Learning and development's footprint continues to shrink while social learning expenditures are on the rise.
Overall spending on training rose 12 percent in 2012 and many organizations added training staff, according to Bersin by Deloitte. However, the firm's Corporate Learning Factbook 2013: Benchmarks, Trends, and Analysis of the U.S. Training Market reveals that a greater increase in learner populations outpaced this growth.
The subsequent decline in the training staff-to-learner ratio is a result of a new learning landscape. "This decline is fueled by a move to social learning as, more than ever, learners are receiving training and support from co-workers, managers, and subject matter experts inside the company," says Karen O'Leonard, lead analyst at Bersin by Deloitte.

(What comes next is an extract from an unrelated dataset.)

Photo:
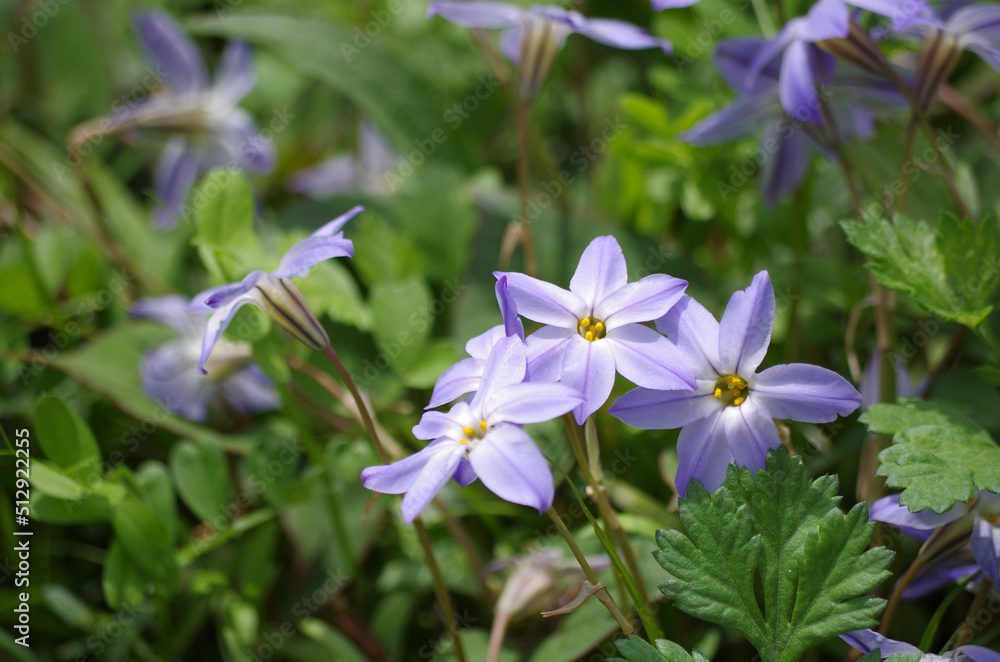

In fact, social learning expenditures increased 39 percent last year. Learner use of blogs, wikis, and communities of practice—defined as a group of people who share an interest in a common topic, and who deepen their knowledge in this area through ongoing interactions within the group—tripled from 2007 to 2012. Blogs jumped from 6 percent to 22 percent use, wikis from 7 percent to 24 percent, and communities of practice from 11 percent to 33 percent.
O'Leonard recommends that training and development (T&D) professionals work to integrate these social tools within a continuous learning environment to make them most effective. "It's not about committing to a stand-alone tool, but redesigning how learning and development teams structure their programs," she says. "For example, combine a formal course with a formal coaching program and a learner discussion forum or community of practice."
The report's findings have specific implications for the T&D industry and its individual contributors. O'Leonard suggests hiring or developing T&D staff to be proficient in performance consulting and social learning tools. These strengths will enable learning teams to accurately recommend training versus nontraining solutions and effectively connect learners within their natural networks.
Most important is that T&D managers must understand the overall shift that is occurring within the function. "Learning and development is no longer 'the place' for learning," O'Leonard adds. "Learning happens everywhere. The function should be the facilitator and enabler of learning, and managers need to create the structure that allows this shift to occur."